I hope to actually start it back up this year!  I need a new supply of Central NY flat rocks..I need to find a local stream bed I can get rocks from..

Im also going to start up a new modeling project, I recently started the webpage for it:

https://sites.google.com/site/scotlawrence/home

That page hasnt been shared publicly yet!  because its not ready..
this is the first time I have posted it anywhere..

More info on the project will be coming soon..im going to build seven passenger cars to go with the locomotives..so, things are looking up! finally..

Scot


----------



## Big Ed

I am guessing that you must have found this then?







A link in it goes here,
Black Diamond Express (1896) - IMDb


----------



## ChrisJ

Technically I live in the Lehigh Valley, though on the NJ side. Seems many don't realize the valley runs that far.


----------



## guilateen02

Scot I was just reading your page. This might peak your interest but just like Mike's 1974 8/32 my serial number of 004595 are on the tractor and bucket. My tractor is 9240013 and scoop is 9240012. My production number is not low like Mike's but maybe the 1974 units were sold only as a complete unit.


----------



## db130

Hey Scot,

I drove ~90 miles each way to pick up a Bolens Artic 75 that is in decent shape. Would you like to have pictures of it posted on page 11 of your website?

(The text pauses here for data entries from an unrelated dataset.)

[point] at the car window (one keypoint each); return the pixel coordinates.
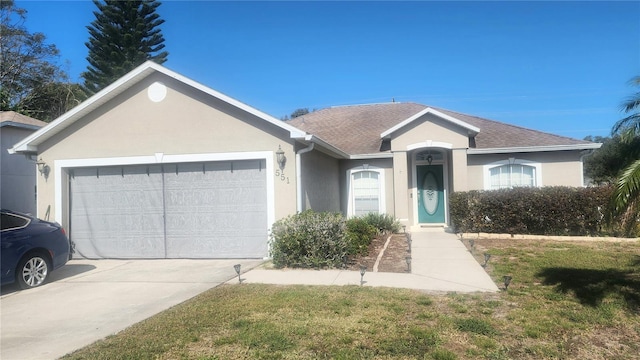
(9, 221)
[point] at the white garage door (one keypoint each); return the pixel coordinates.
(187, 210)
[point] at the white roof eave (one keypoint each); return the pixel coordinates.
(30, 143)
(473, 130)
(534, 149)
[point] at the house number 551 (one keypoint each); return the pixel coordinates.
(281, 175)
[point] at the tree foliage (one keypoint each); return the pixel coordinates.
(626, 196)
(605, 165)
(123, 35)
(32, 83)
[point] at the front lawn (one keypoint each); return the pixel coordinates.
(566, 300)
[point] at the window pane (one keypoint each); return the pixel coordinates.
(508, 176)
(366, 192)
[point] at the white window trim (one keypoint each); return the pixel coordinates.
(486, 171)
(381, 185)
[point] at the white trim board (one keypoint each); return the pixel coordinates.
(160, 158)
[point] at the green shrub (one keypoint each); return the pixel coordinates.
(310, 240)
(385, 223)
(524, 210)
(360, 234)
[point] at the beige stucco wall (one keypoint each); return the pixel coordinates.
(428, 132)
(320, 182)
(559, 168)
(187, 121)
(17, 173)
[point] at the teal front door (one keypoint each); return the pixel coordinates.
(430, 194)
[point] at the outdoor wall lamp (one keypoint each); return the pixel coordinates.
(280, 158)
(363, 269)
(507, 281)
(43, 168)
(236, 267)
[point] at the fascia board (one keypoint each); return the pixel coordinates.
(19, 125)
(534, 149)
(308, 138)
(293, 131)
(386, 155)
(428, 110)
(30, 143)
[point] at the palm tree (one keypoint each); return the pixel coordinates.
(627, 191)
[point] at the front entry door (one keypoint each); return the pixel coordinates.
(430, 194)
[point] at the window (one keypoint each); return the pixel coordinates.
(366, 192)
(512, 173)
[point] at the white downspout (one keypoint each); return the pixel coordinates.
(299, 175)
(584, 154)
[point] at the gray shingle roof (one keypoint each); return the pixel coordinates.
(356, 129)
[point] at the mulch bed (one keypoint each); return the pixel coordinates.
(393, 260)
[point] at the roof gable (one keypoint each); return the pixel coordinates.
(30, 144)
(363, 129)
(470, 128)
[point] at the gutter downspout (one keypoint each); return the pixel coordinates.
(299, 174)
(584, 154)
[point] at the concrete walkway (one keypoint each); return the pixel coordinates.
(440, 263)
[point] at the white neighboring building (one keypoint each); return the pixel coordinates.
(17, 172)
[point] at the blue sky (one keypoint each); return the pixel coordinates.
(560, 67)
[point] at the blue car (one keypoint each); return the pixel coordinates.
(31, 249)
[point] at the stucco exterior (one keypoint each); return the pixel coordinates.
(185, 123)
(17, 174)
(320, 182)
(401, 159)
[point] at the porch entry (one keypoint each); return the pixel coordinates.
(430, 194)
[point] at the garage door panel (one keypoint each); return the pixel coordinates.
(191, 210)
(117, 212)
(208, 207)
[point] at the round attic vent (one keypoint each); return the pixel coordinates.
(157, 92)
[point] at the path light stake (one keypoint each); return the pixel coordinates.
(507, 281)
(236, 267)
(486, 259)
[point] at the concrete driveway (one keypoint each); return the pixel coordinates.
(87, 300)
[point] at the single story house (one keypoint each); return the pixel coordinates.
(157, 165)
(17, 172)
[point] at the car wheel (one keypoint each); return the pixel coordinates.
(32, 271)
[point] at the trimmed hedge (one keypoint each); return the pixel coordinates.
(310, 240)
(321, 239)
(537, 211)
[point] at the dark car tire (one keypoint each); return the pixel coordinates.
(32, 271)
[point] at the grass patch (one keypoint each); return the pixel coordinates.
(567, 300)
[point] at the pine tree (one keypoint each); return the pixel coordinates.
(124, 35)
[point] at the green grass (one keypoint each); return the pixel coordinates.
(566, 300)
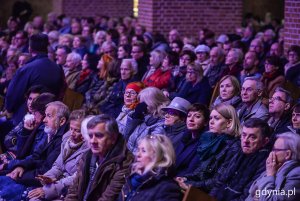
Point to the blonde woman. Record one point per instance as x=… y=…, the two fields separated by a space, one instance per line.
x=147 y=117
x=215 y=147
x=150 y=178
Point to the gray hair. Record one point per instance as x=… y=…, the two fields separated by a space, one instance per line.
x=292 y=142
x=54 y=35
x=287 y=94
x=62 y=110
x=238 y=54
x=111 y=126
x=133 y=65
x=259 y=84
x=75 y=57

Here's a photo of it right after I unloaded it from my station wagon and put the 2 halves together tonight:


----------



## sscotsman

db130 said:


> Hey Scot,
> 
> I drove ~90 miles each way to pick up a Bolens Artic 75 that is in decent shape. Would you like to have pictures of it posted on page 11 of your website?
> 
> Here's a photo of it right after I unloaded it from my station wagon and put the 2 halves together tonight:



thanks DB!
that's a very nice looking Ariens/Bolens, yes, I would love some pictures for the webpage!  you can email me at [email protected]
thanks! :icon-cheers:

Scot


----------



## PixMan

Scot,

I don't know if you'd be interested in more info about the more recent machines on your Page 12 but if so, I have two. One of them is the "limited edition" 2015 model year Deluxe 28+ 921037 of which about 300 to 350 came though with the 414cc LCT motors. The story I got via the dealer I bought it from (and pretty much confirmed here) is that Ariens ran out of the 291cc motors and had a few extra 414's kicking around so used them on these machines. I think most of the them shipped to the northeast US, as a few lucky people near me seem to have also got them. Strange that Ariens didn't even bother giving this batch a different model number or name.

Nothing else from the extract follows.